Dear Love,
London is crumbling;
the city is rocked by tremors
that collapse its foundations.
You cannot see the sun.
The sky is a swarm of ravens,
black as oil, rushing, fleeing
from the ghosts of ancients
who have risen from the catacombs.
They are so confused, poor things;
they wander the streets and cry out for loves long lost.
Most pretend not to hear and speed up their walk
Or duck under some semi-stable structure
In order to avoid the rubble.
But Love, I spotted one who looked like you
Had you succumbed to consumption and died young.
I chased it down, and asked it for a tale
After I listened to the song of life and death, it kissed my cheek.
The searing cold of the kiss thrummed through my veins.

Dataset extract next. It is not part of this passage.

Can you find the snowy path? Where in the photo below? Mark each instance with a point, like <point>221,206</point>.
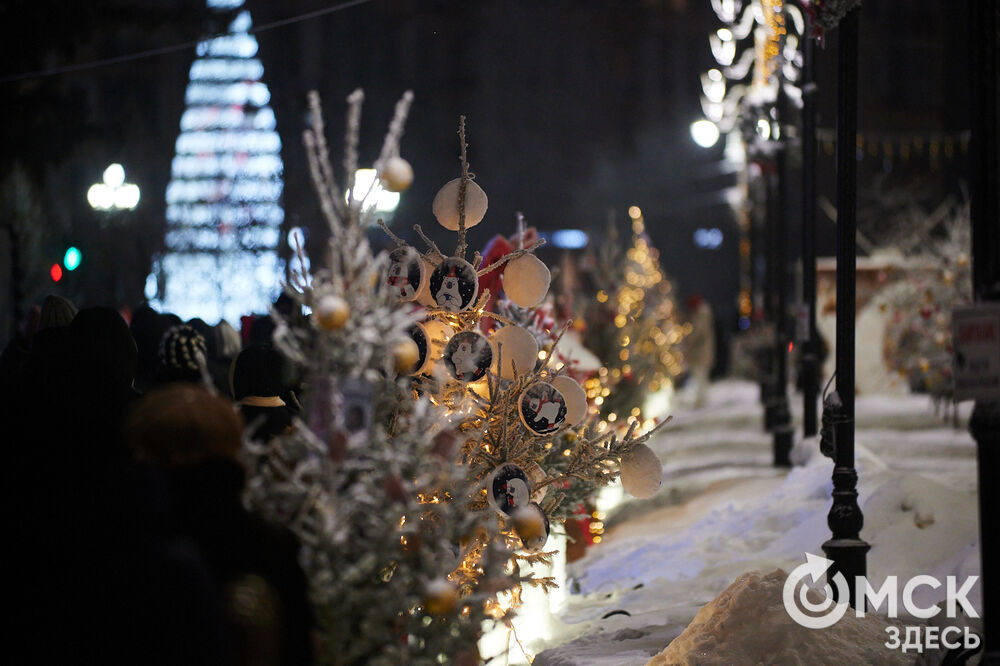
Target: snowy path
<point>723,509</point>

This shade wanted me to join it, to leap off of Big Ben into its waiting arms,
but I declined, for I had to be stay living for you.

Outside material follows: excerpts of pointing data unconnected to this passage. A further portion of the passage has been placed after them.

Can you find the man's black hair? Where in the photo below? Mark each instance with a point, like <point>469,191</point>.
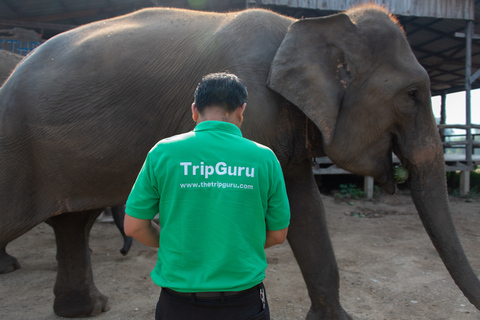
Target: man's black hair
<point>223,89</point>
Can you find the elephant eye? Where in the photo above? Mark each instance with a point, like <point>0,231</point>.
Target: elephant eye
<point>407,101</point>
<point>412,94</point>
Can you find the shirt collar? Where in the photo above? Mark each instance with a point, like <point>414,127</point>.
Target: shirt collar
<point>218,126</point>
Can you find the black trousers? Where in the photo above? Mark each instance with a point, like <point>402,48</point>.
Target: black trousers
<point>244,306</point>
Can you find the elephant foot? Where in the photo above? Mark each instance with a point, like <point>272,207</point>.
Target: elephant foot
<point>79,305</point>
<point>126,245</point>
<point>322,315</point>
<point>7,262</point>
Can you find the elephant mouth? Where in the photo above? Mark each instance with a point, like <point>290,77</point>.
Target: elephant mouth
<point>385,177</point>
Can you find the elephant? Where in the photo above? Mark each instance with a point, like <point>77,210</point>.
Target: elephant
<point>8,61</point>
<point>346,86</point>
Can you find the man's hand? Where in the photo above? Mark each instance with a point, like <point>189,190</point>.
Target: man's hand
<point>275,237</point>
<point>145,231</point>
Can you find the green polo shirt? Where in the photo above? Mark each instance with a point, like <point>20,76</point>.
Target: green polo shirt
<point>216,193</point>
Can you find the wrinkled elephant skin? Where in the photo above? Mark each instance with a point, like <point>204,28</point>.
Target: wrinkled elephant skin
<point>86,107</point>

I pocketed a piece of the clock though, a souvenir for you, Love.
Wish you were here.
Dear Love,
Paris is burning.
Cathedrals are ash.
The city shines like the day while the sun is sleeping.
I cupped my hands in the swirling Seine, raised it to my lips,
It flamed on my tongue, and in the back of my throat.
But oh, how electric the thrum of my own panicked heartbeat!
This place has always been one of turmoil;
At night I can hear the whispery singing of those who scorned docility,
who wished to remake the world anew, to shape it in their hands like an earthy clay.
The birthplace of Madame Guillotine.
I’ve met so many of her victims, they frequent the patisseries.
In one Cafe, I swear, I sat beside the Sun King.
My french is subpar, love, but I asked him how he liked this new Paris.
He straightened his cravat and smiled, (I believe he enjoys the spectacle).
I regret that you’re not with me, in the city of passion.
There are no inhibitions now, the lovers walk freely
And perfect strangers leap into each other’s embrace,
all victims of the primal desire to be held.
I am alone, witnessing all of this as if behind glass,
but I’ve kissed this note so often that my lipstick has created something of a painting, see?
Miss you all the same, though.
Dear Love,
Venice is drowning.
The buildings are islands fighting against the rising tide,
and the people paddle about on floating cities composed of all they hold dear.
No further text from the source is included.